Way back on the forum I calculated the cost of what - since Roe V. Wade would equate to close to well over 30,000,000 unwanted children - and an unusually high percentage with birth defects. The cost? About 5o TRILLION dollars to the government.

As for the convenient solution of "put it up for adoption," there are already over 100,000 children in foster care no one will foster care or adopt, and tens of thousands of severely handicapped at exorbitant cost to the government - plus only about 1,000,000 at the most people who want to adopt a child - a perfect child - for which there would be a 29,000,000 short fall of potential adopting parents.

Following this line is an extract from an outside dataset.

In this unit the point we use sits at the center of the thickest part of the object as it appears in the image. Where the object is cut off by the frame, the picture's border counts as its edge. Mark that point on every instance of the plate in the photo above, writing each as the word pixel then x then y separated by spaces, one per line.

If you look at societies that do by law and religion outlaw abortions, they are extremely impoverished, socially and politically unstable, horrifically over-populated, and child abuse is thru the roof.

Too many pro-lifers just jump past all that and shout "but you can't murder chidren!" and "just put them up for adoption" - otherwise not addressing those realities.
 
I've known only a few people who grew up in foster care and one who spent his whole life until he was 18 in an orphanage. He's happy, cute, degreed, and talented. The answer isn't killing the unborn who might end up in foster care or an orphanage because nobody knows who will or how they will deal with it.
 
I've known only a few people who grew up in foster care and one who spent his whole life until he was 18 in an orphanage. He's happy, cute, degreed, and talented. The answer isn't killing the unborn who might end up in foster care or an orphanage because nobody knows who will or how they will deal with it.

GREAT! Let's put all children into orphanages - all extra tens of millions - so they all can be "happy, cute, degreed and talented." Indeed, let's require ALL children go into orphanages whether they have parents or not so they all can have those traits. And, of course, just print off $50,000,000,000 to pay for it too.

I guess that's the solution to the growing number of children the government can't find ANYONE to foster care. We'll just build hundreds and then thousands of orphanages. And people certain will agree to a 90% tax rate to pay for it rather than "killing the unborn." I have no doubt you often appear before your County and State governing body urging them to raise taxes to pay for a new orphanage, right? How times have you done so?
 
Oh, get over yourself, Joko. Killing the unborn because they might end up in the system is a pathetic rationale.
 
Let's do the math. 30,000,000 unwanted children would have been born. 1 million potential adoptive parents for which you assume they will be good. There are already not enough foster parents, so none could have gone there.

HOW MANY ORPHANAGES would it take for 29,000,000 children - and that assumes NONE of them had unwanted children when they grow up.

How about 1,000 children per orphanage? So... we would only need 29,000 orphanages. So far. Then another 1,300 more per year there after. So... 40,000 ophanages by 2023, 52,000 orphanages by 2033...

and of course some those would have unwanted pregnancies. By about 2050, there would be about 100,000 orphanages.

But, it is known that in the dark ages the average life span was about age 25, for which nearly all children grew up as orphans. And wasn't life wonderful for them too? That's why they decided to have a "Chidren's Crusade" to march tens of thousands of children off to the desert to fight the Muslim armies for God. Exactly not one child returned.

But, they didn't kill "unborn" children, so that's ok.